In the words of Ivo Allen, president of Hunter Technologies, his company’s latest innovation took “three years to bake.”
He is talking about “911inform,” software that helps monitor schools and other public buildings, and aids both law enforcement and those in the line of fire, keeping everyone safe.
The Wall Township-based company is 20 years old. It specializes in system integration for Avaya phone systems, supplying phone networks and systems for commercial enterprises, municipalities, government agencies and police departments.
“All my employees are from New Jersey,” Allen told NJTechWeekly.com. “I do have some techs that work from home in Pennsylvania and all over New Jersey, but we’re all New Jerseyans.”
The company’s first customers were police departments, and it currently has 137 police departments and 911 centers in New Jersey as customers, Allen said. Hunter Technologies has also expanded to installing communications systems in school districts.
“I was noticing that the communication and the tools that the police had, and what the school districts were using for communication and emergencies was basically lacking,” he said. “There was no, I’ll use the term ‘cross-pollination of information.’” The software being used could only communicate between school personnel, so it wouldn’t aid law enforcement in the event of an emergency, he added.

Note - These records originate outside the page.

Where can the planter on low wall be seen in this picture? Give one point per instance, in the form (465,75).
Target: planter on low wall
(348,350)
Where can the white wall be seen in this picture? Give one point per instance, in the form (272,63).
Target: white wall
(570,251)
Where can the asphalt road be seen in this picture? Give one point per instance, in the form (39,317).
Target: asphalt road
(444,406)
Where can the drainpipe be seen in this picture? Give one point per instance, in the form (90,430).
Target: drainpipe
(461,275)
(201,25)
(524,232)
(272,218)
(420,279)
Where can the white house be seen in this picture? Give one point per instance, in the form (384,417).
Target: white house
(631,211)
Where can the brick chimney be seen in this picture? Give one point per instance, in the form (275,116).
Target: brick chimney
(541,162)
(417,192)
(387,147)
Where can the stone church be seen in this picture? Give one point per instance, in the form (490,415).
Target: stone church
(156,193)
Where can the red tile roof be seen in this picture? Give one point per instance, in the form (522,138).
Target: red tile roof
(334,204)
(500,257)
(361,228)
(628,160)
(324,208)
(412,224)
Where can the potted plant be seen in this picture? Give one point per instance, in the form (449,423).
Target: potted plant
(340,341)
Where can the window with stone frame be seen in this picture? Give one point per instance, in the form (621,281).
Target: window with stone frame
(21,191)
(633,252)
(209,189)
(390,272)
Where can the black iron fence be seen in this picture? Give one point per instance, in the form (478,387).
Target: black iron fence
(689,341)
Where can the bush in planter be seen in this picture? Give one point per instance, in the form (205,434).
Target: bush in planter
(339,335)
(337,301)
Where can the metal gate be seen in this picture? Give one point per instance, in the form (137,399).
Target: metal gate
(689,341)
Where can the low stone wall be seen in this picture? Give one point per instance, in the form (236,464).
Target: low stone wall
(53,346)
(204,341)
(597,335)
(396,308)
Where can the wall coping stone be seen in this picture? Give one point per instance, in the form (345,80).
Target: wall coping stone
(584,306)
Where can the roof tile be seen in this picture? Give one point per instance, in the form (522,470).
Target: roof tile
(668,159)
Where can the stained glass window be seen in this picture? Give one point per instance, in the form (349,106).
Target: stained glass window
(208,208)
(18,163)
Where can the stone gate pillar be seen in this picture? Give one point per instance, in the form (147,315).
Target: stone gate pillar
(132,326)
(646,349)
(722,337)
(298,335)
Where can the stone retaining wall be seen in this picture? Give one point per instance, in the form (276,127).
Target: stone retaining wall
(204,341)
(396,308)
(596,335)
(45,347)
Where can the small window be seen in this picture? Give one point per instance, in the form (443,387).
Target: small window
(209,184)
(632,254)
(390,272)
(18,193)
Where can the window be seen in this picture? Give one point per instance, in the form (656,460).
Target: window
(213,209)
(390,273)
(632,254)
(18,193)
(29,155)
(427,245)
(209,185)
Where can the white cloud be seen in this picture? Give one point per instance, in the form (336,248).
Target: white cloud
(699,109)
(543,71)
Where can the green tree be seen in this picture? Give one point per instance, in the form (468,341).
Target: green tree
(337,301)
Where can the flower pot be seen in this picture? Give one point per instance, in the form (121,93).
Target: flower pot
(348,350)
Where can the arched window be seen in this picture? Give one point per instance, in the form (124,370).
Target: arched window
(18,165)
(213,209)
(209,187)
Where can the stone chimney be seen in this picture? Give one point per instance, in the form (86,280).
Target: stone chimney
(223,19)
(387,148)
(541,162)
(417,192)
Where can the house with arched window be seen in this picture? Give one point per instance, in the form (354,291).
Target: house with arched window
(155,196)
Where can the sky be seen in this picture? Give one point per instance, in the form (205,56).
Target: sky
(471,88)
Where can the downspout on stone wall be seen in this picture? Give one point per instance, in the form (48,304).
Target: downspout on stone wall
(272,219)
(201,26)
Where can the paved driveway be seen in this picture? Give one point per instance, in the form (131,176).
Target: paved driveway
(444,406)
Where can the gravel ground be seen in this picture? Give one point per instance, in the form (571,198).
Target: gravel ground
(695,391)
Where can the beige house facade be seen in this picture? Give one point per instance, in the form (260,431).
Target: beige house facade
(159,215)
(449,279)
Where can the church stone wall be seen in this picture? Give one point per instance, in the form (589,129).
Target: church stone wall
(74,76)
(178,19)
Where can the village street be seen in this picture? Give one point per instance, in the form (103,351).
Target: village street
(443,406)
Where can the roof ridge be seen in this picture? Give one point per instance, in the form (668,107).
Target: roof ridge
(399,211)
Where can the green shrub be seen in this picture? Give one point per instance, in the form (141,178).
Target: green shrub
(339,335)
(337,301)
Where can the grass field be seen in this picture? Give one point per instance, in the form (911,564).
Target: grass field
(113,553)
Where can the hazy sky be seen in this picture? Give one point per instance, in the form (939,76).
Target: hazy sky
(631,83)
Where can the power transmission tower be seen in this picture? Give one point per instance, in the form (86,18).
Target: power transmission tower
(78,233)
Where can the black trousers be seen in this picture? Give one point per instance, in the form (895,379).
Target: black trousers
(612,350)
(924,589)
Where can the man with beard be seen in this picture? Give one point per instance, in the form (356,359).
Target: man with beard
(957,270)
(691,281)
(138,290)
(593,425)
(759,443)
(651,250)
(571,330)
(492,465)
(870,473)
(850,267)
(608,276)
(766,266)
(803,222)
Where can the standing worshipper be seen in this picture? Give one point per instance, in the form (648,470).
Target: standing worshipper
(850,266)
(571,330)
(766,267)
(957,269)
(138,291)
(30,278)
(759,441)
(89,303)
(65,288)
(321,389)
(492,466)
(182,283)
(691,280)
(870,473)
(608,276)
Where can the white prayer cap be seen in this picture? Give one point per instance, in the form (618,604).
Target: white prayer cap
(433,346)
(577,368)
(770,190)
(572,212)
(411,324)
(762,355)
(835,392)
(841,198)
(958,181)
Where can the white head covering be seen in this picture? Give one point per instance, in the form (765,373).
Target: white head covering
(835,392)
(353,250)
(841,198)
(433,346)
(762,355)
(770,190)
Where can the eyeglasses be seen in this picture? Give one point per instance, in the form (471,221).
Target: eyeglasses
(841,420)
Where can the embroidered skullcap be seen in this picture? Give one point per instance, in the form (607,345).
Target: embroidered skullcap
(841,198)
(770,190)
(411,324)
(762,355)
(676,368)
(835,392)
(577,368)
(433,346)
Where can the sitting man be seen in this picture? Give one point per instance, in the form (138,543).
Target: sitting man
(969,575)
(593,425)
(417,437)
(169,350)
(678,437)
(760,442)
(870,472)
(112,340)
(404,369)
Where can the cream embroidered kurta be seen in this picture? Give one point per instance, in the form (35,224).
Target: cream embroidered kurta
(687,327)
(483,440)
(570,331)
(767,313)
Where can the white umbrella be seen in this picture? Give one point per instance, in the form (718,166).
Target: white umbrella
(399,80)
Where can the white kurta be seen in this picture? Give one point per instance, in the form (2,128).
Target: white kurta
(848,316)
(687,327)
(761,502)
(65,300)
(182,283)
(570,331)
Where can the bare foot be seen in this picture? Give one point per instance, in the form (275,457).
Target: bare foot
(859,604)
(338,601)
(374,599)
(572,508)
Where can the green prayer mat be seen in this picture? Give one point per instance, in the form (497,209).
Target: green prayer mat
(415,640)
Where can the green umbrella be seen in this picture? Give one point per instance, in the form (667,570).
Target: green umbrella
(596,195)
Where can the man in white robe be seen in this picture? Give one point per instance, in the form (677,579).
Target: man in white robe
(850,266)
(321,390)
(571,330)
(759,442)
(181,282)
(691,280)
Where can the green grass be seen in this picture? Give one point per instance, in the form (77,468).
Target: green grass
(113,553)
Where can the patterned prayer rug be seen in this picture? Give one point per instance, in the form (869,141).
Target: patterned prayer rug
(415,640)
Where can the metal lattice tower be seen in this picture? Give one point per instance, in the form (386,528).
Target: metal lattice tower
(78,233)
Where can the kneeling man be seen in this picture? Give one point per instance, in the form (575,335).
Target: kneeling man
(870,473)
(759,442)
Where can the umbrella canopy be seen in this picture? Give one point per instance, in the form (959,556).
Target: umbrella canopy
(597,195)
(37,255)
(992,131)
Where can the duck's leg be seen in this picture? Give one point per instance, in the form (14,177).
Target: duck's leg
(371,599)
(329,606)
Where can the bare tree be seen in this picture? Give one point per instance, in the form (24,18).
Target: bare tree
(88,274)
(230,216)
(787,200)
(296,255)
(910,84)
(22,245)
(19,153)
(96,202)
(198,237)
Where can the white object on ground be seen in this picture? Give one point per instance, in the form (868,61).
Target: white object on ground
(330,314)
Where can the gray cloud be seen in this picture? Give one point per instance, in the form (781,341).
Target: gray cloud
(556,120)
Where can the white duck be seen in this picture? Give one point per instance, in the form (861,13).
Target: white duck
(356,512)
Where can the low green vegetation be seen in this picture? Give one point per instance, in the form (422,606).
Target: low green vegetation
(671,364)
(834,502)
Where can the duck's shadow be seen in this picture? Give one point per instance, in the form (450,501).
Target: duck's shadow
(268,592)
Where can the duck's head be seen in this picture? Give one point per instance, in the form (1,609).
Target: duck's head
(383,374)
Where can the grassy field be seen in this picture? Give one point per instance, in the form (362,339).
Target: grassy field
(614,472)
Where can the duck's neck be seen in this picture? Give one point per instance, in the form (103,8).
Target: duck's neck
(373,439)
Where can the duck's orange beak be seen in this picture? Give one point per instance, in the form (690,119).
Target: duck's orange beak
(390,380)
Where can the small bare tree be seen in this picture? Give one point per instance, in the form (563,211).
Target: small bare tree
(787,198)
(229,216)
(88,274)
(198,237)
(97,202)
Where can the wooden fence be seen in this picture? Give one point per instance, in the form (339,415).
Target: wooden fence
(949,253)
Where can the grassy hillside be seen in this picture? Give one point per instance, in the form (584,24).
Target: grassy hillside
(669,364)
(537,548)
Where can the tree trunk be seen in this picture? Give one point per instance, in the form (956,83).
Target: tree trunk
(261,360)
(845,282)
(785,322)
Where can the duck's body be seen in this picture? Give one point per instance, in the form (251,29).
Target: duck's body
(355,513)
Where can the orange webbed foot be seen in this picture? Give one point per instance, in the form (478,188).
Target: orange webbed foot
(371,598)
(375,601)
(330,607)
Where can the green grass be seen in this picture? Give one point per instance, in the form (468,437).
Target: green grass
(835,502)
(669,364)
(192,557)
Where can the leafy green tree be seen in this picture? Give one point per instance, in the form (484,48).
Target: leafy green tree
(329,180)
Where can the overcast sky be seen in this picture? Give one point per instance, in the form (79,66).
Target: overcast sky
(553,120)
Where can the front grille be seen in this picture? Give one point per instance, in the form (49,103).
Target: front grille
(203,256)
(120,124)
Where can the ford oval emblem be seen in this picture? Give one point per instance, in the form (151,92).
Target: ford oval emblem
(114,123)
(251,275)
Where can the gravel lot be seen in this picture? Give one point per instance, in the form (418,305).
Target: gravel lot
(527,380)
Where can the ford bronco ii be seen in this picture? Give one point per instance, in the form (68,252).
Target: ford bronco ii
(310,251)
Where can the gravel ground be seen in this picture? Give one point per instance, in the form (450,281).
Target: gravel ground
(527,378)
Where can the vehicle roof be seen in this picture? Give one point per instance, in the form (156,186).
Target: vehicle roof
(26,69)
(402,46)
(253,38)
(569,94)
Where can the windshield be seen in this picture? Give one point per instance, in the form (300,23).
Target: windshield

The germination of the 911inform idea came three years ago, when Allen and his wife were lying in bed, watching a “Dateline”episode about school shootings. The broadcast featured teachers who had died from nonthreatening gunshot wounds because the police couldn’t enter the building.
“There was no information for them. Working with police and school districts, I knew the pain points that they both had, so I started developing 911inform. It was three years in development, and we just officially released it in January, so it’s been ‘baking’ for three years, testing for over a year with various police departments and school districts.”
During an early 2019 school trade show, Allen had representatives from about 20 school districts approach him with avid interest. “They said, ‘I want it now.’” So far, there have been about 30 installations, with more school districts signing on. “People see what it can do; they recognize the benefit of it,” he said.
“911inform bridges the gap between the police, the school district and the parents,” Allen said. Schools do test lockdowns, but in a real emergency, police departments can find that perhaps five other agencies are responding, but aren’t familiar with the schools (the layouts, procedures) or with what’s going on.
“Interagency information is very hard to coordinate. Most towns draw from different systems. 911inform provides a uniform platform that works with the school personnel, works with the police and gives the police the tools that they need — building grid search, clearing a building, access to cameras. And with our system, a police officer can be in his patrol car, access the cameras inside the school, lock or unlock the doors, page, communicate, monitor. All the stuff the police kind of had on their wish list that was never there, we’ve developed for them.”
There are already cases of schools and police departments benefitting from the 911inform technology, Allen added. “A school district in Middlesex County was able to call 911 and communicate with the police when a catastrophic failure disabled all phone and internet service in the school. Also, a nurse in a Passaic County middle school dialed 911 from her phone. This activated the 911inform system and directed the police officer in the school to the emergency before the call was connected to the 911 dispatcher. The officer arrived on site in the nurses’ office two and a half minutes before the call came over the radio.”
Allen is always working on improving the system. “RFID tracking is being added, so you can see students, faculty, staff and visitors in real time on the map,” he said.
The South Plainfield Police Department endorsed the 911inform system, saying “The Hall Boss feature is being added so police can see and manage assets from other departments inside the school, including real-time team positioning, student facial recognition, ID verification and access to live camera feeds from within the school.”
Allen also noted that, with 911inform, the police can instantly communicate with all parents via text, especially regarding if and where their children are being moved and where the parents should go to pick them up. Also, the police can lock down schools with the push of a button.
“Within 30 seconds, my software does what the normal school district takes 30 minutes to do now, and with a lot of coordination. Information can be provided instantaneously.” Police departments are not charged for the software, but schools are, as they have a budget and are getting a federal reimbursement for school safety, he said.
Hunter Technologies is “absolutely” hiring, Allen noted. “I’m always looking for good engineers — network engineers, phone engineers, programmers — who are locally based.”